The Idea
An autonomous Minecraft survival agent that plays the game on its own. The core question was whether a small set of cooperating services, one for sensing, one for acting, and one for reasoning, could form a perception-decision-action loop that actually keeps a character alive in a vanilla Minecraft world.
This is an early-stage prototype. The scaffolding works end to end, the LLM decision loop is live, and the bot performs basic survival actions. The active work is expanding the agent's capabilities and making its reasoning smarter.
Architecture
Three processes run in parallel. Each one has a narrow responsibility and a small HTTP surface, which makes them easy to restart independently when something goes wrong.
| Service | File | Port | Role |
|---|---|---|---|
| Bot control | mc-agent/bot.js | 3000 | Mineflayer bot that controls the in-game character and exposes an action API |
| Vision | vision.py | 5000 | OpenCV + MSS screen capture of the Minecraft window, exposed as a Flask API |
| Decision | decision.py | n/a | Polls bot + vision every 5 seconds, sends the combined state to Groq, posts the action back to the bot |
The Decision Loop
- decision.py hits the Mineflayer HTTP API for in-world state: position, health, hunger, nearby entities, inventory.
- It hits the vision service for a screen-capture read: what is actually visible on the Minecraft window right now.
- It builds a prompt that packages both views of the world plus the set of actions the agent is allowed to take.
- It calls the Groq LLM (free tier, fast inference) and parses the model's chosen action.
- It POSTs the action back to bot.js, which dispatches to the matching Mineflayer handler.
- Five seconds later, the loop runs again.
Actions Implemented
Two reflexes run independently of the LLM: the agent auto-eats when hunger drops below 14/20, and it auto-walks to item drops after mining.
| Action | Description |
|---|---|
| collect_wood | Find and mine nearby logs |
| explore | Move to a random nearby location |
| seek_shelter | Find cover, or dig an emergency hole |
| find_food | Hunt passive mobs or harvest crops |
| eat | Eat food from inventory |
| flee | Move away from a detected threat |
| idle | Wait briefly before the next decision |
Key Decisions
- Three separate services instead of one monolithic process. Decoupling bot control (Node + Mineflayer) from vision (Python + OpenCV) from reasoning (Python + Groq) means each piece can be restarted without bringing down the others.
- Groq over OpenAI for the LLM. Groq offers fast, free-tier inference that is more than quick enough for a 5-second decision cycle.
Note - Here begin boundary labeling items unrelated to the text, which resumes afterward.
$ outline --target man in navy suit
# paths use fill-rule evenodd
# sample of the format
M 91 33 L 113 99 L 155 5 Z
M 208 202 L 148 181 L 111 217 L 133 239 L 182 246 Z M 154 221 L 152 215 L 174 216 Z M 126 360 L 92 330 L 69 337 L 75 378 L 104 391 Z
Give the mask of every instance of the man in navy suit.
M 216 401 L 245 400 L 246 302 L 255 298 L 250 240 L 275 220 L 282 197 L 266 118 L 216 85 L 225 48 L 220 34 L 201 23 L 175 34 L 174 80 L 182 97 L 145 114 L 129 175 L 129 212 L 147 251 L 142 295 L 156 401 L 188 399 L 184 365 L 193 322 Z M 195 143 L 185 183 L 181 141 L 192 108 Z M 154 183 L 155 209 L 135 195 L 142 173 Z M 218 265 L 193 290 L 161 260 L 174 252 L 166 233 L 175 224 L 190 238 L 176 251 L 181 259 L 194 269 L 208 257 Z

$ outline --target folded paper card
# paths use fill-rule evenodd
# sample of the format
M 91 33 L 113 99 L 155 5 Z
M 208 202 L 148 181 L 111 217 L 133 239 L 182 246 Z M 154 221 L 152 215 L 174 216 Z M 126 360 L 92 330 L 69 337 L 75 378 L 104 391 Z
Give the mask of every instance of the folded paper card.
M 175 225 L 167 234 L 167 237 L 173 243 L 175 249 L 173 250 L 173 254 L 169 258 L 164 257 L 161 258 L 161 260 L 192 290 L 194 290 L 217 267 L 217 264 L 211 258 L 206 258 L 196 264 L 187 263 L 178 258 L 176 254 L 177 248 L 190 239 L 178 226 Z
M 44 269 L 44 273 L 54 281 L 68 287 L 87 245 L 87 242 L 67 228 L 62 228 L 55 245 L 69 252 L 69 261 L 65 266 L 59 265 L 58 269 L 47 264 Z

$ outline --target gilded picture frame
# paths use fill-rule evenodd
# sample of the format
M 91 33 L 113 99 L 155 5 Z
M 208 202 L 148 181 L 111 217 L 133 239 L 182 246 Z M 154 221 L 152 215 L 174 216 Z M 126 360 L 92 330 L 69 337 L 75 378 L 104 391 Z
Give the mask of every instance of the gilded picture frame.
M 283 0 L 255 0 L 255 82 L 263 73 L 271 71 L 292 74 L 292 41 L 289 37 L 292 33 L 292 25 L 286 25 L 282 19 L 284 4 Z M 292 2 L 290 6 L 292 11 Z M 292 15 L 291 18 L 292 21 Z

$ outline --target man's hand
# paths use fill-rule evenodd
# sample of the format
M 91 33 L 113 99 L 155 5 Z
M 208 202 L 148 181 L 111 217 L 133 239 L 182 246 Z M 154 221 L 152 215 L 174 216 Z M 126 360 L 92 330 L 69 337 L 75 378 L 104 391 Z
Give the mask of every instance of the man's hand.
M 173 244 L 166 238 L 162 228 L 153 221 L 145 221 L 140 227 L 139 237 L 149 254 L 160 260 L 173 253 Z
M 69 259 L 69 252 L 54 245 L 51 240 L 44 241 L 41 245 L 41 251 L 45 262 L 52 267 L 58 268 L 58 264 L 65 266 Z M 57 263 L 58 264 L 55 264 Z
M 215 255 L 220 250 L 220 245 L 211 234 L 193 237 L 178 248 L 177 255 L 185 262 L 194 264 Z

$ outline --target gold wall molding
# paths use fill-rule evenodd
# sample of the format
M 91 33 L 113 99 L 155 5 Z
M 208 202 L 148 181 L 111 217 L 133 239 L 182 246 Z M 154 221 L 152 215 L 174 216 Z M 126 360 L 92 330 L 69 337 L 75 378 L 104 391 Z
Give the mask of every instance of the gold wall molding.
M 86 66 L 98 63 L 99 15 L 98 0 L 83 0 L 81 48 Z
- Screen capture instead of parsing game packets. Reading the Minecraft window through MSS is much simpler than modding the protocol, at the cost of requiring the window to be visible on the primary monitor.
- Vanilla 1.21.1 server with online-mode=false. Lets the bot join the local world without a premium Minecraft account, which makes iteration much faster.
- Mineflayer for bot control. Mature Node.js library with full protocol support, good pathfinding primitives, and enough hooks to bolt on custom behaviors as the action set grows.
Current Limitations
- Small action vocabulary. The LLM can only pick from the handful of actions currently implemented.
- Vision is hardcoded to 1920x1080 for the primary monitor. It needs a per-machine config before it runs cleanly elsewhere.
- No long-term memory. Each decision is made from the current state only; the agent does not remember what it was trying to accomplish a minute ago.
- No threat model beyond "flee". Hostile mob detection is basic and there is no combat strategy.
- Single agent. No multi-agent coordination or goal decomposition.
Next Work
- Expand the action set: crafting, building, farming, combat with basic tactics.
- Give the LLM a scratchpad for short-term plans and multi-step goals (build shelter before night, stockpile food before exploring).
- Better vision signals: detect specific biomes, hostile mobs, resource locations from the screen capture instead of only passing raw descriptors.
- Make the vision resolution and monitor selection configurable.
- Structured logging of decisions and outcomes to evaluate which actions the LLM chooses well and which it does not.
Status
Early-stage working prototype. The three-service architecture is stable, the decision loop runs end to end against a vanilla 1.21.1 server, and the agent performs basic survival actions autonomously. Ongoing work is focused on expanding the action vocabulary and giving the LLM richer context to reason over.